Sie ist vor vielen Jahren mit ihrer Mutter aus einem geplünderten Dorf in die Stadt geflüchtet und schon allein deswegen, fühlte ich mich mit ihr verbunden. Sie hatte die gleichen Gräueltaten erleben müssen, nur mit dem Unterschied, dass man ihr die Mutter nicht beraubte. Und im Gegensatz zu mir hatte sie so viel schönes entdecken dürfen. Ich liebte es ihren vielen Geschichten zu lauschen. Meine Liebste war die, als sie im Alter von fünfzehn Jahren, einem Kind, das geklaut hatte, aus der Patsche half, und eine wilde Verfolgungsjagd mit Soldaten anzettelte. Bedauerlicherweise hatte sie einigen Tumult verursacht und den ein oder anderen Schaden angerichtet. Aber Kaylea liebte diesen Nervenkitzel und sie erzählte dieses Erlebnis mit so viel Begeisterung, dass ich mich gerne in ein ähnliches Abenteuer mit ihr gestürzt hätte.
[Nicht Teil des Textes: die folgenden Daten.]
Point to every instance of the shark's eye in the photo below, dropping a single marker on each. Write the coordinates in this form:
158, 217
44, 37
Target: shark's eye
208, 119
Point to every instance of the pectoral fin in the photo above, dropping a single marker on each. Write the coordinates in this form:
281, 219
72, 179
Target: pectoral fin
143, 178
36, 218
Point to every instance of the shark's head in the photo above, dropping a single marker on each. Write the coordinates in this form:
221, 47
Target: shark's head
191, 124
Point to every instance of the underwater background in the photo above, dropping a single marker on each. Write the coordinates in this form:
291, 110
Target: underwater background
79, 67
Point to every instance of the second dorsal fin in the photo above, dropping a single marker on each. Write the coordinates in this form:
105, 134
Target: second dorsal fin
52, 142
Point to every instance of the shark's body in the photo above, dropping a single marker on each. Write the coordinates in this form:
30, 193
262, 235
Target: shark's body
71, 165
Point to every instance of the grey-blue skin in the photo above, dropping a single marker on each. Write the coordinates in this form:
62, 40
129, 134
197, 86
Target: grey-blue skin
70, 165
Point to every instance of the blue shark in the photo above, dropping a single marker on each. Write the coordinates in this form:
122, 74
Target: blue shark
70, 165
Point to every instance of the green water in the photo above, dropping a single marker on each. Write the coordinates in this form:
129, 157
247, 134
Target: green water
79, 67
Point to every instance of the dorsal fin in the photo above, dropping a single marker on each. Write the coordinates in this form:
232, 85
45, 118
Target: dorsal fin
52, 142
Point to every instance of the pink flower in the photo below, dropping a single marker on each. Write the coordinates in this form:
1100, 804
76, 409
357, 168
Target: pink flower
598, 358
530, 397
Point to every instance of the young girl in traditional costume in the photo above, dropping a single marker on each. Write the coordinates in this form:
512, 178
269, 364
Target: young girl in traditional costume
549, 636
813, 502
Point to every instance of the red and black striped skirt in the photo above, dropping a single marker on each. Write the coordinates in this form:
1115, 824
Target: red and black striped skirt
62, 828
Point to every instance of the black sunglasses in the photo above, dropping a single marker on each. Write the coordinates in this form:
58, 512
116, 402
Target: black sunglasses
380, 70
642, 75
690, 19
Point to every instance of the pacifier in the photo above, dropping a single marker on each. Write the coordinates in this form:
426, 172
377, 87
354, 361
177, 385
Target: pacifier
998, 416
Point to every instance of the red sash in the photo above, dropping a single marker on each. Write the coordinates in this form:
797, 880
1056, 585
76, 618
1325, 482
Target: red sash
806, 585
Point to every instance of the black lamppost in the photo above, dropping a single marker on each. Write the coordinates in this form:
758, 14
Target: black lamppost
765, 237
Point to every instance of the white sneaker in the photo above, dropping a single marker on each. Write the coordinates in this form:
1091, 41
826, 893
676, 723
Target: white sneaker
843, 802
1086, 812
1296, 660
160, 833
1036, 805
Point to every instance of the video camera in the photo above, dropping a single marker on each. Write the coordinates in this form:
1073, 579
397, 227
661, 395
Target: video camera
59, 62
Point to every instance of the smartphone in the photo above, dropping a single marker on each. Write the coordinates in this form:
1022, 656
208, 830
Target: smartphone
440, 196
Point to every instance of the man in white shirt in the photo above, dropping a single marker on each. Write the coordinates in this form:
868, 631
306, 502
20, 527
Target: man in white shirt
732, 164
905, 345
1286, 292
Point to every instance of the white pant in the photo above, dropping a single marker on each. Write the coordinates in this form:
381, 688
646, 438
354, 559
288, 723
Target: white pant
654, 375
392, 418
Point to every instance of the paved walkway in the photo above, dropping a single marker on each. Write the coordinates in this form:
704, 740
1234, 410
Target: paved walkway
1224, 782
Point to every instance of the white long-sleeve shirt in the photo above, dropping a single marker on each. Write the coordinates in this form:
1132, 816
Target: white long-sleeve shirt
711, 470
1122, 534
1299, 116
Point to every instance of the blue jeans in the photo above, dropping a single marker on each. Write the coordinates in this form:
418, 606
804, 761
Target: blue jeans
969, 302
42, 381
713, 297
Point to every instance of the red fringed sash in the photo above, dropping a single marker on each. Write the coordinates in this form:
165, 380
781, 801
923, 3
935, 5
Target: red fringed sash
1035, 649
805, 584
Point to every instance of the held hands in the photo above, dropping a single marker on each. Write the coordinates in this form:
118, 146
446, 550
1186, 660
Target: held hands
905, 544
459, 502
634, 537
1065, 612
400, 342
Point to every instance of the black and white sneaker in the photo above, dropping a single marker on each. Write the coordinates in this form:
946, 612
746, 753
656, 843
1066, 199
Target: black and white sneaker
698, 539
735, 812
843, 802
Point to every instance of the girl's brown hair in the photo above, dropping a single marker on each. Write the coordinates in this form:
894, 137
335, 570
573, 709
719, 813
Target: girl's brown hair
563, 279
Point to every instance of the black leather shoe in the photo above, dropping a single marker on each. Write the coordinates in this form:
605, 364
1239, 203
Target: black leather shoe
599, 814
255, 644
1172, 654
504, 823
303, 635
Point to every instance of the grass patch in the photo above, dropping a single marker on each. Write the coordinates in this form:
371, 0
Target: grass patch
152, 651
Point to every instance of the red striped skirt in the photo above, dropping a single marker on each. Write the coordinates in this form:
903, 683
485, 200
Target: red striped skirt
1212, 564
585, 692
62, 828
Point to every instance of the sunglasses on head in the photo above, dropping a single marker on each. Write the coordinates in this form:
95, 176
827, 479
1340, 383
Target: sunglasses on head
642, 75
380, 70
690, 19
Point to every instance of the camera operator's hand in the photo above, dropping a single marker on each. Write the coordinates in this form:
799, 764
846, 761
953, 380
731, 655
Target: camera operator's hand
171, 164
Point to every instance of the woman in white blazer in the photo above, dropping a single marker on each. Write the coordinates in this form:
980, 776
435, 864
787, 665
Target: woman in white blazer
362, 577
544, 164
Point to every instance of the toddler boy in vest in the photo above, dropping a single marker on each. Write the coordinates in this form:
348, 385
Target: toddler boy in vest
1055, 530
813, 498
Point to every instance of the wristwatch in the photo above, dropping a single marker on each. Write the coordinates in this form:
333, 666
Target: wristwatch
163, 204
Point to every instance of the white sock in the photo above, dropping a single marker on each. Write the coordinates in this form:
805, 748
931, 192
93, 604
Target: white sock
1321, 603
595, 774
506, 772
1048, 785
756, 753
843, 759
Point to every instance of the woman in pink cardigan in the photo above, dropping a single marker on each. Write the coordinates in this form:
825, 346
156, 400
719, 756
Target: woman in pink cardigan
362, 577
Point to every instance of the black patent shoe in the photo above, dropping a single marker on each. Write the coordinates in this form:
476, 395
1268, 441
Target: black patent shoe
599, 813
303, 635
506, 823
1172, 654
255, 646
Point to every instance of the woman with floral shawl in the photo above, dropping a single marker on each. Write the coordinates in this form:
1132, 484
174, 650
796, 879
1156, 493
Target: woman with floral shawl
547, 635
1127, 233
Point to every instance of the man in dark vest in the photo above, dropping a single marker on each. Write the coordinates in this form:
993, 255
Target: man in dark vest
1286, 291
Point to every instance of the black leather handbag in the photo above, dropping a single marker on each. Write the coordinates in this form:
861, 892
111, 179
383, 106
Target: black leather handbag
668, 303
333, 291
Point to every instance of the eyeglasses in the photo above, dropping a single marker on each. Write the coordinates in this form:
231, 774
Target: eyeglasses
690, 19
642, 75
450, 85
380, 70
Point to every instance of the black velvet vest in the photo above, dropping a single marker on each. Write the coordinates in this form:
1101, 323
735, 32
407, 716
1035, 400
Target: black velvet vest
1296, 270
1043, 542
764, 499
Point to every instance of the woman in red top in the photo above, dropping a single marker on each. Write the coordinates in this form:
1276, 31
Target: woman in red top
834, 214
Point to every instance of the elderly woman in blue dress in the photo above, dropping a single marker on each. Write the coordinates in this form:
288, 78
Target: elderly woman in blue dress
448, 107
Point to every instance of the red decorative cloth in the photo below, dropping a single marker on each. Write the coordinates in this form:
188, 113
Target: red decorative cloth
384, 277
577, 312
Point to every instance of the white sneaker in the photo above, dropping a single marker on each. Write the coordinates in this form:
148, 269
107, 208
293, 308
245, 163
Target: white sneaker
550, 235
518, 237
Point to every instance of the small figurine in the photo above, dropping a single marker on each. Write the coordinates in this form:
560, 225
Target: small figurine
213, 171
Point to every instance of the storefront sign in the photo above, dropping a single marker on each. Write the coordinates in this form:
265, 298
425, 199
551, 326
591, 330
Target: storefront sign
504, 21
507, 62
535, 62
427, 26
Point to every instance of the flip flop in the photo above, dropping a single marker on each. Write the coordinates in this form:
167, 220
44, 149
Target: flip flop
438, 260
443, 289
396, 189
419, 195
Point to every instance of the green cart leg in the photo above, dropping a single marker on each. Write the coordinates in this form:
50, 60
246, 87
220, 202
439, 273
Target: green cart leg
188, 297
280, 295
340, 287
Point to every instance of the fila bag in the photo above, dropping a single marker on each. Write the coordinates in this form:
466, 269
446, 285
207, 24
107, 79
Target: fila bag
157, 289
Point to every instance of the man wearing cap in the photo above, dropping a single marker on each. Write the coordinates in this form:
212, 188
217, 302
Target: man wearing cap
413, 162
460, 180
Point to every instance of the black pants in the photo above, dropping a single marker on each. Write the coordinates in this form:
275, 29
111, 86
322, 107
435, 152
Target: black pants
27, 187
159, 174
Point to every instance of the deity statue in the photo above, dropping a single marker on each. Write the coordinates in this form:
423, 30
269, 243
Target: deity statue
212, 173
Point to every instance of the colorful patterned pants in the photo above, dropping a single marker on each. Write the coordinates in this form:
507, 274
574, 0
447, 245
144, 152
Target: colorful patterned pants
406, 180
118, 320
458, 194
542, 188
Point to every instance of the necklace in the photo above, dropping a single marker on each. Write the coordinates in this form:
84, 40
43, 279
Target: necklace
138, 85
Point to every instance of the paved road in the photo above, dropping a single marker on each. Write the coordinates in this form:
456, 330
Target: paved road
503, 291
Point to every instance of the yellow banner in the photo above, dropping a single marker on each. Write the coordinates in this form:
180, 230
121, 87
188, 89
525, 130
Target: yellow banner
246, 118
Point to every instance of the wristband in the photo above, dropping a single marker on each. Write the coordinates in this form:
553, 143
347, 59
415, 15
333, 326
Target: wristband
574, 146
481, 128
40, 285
»Oh warte!«, stieß sie hervor und griff in mein Haar. Als ich ihr die Errungenschaften der alten Frau zeigte, ließ Kalyea sich nicht davon abbringen, mir den Haarschmuck einzuflechten und gerade schien sie eine Spirale wieder in eine Strähne zu drehen, die sich gelöst haben musste. Ich beugte ihr meinen Seitenkopf entgegen und es zupfte kurz, bis sie sich zurücklehnte und ein zufriedenes »Perfekt« von sich gab.

»Rhea«, ertönte es unterhalb unserer Füße und ertappt zuckten wir zusammen. Killian.

Aus Kayleas Gesicht wich sämtliche Farbe und sie rutschte von der Mauer. Von diesem aufgeschlossenen, mutigen Mädchen fehlte plötzlich jegliche Spur und sie schaute demütig zu Boden. »Sir«, sagte sie ehrfürchtig und deutete einen Knicks an. Kaylea war ein Stück kleiner als ich und reichte ihm kaum zur Brust. »Killian« Ich begrüßte ihn mit einem Kopfnicken.

»Scheint so, als hattet ihr zwei viel Spaß«, stellt er fest und ich hörte an seiner Stimmlage, dass er lächelte. Als Antwort nickte ich eifrig und nahm Kalyeas Hand in meine. »Das hatten wir! Danke.«

Kalyea war sichtlich erstaunt und ihre großen Rehaugen huschten zwischen dem Maskierten und mir hin und her. Ihr stand eine Ängstlichkeit in den Augen, die ich so gut nachempfinden konnte. So hatte ich ihn damals auch gemustert und ich konnte ihren Unglauben gut nachvollziehen. Wie konnte man nur mit dem berüchtigten dunklen Reiter so sprechen, ohne seinen Kopf zu gefährden.

»Kalyea, das ist mein guter Freund Killian. Er hatte mich damals aufgenommen.«

Ihre Augen schienen noch größer zu werden und ihre Brauen verschmolzen fast mit ihrem Haaransatz. Dabei hauchte sie ein leises, verstehendes »Oh«.

»Killian, das ist Kalyea. Sie hat mir die Stadt gezeigt.« Er streckte ihr seine Hand entgegen und ich erkannte genau, wie sie zusammen zuckte. Bevor ich ihre Hand losließ, drückte ich sie kurz ermutigend. Zögerlich und mit bebenden Fingern, erwiderte sie den Händedruck und ihre Hand verschwand fast gänzlich in seinen Handschuhen.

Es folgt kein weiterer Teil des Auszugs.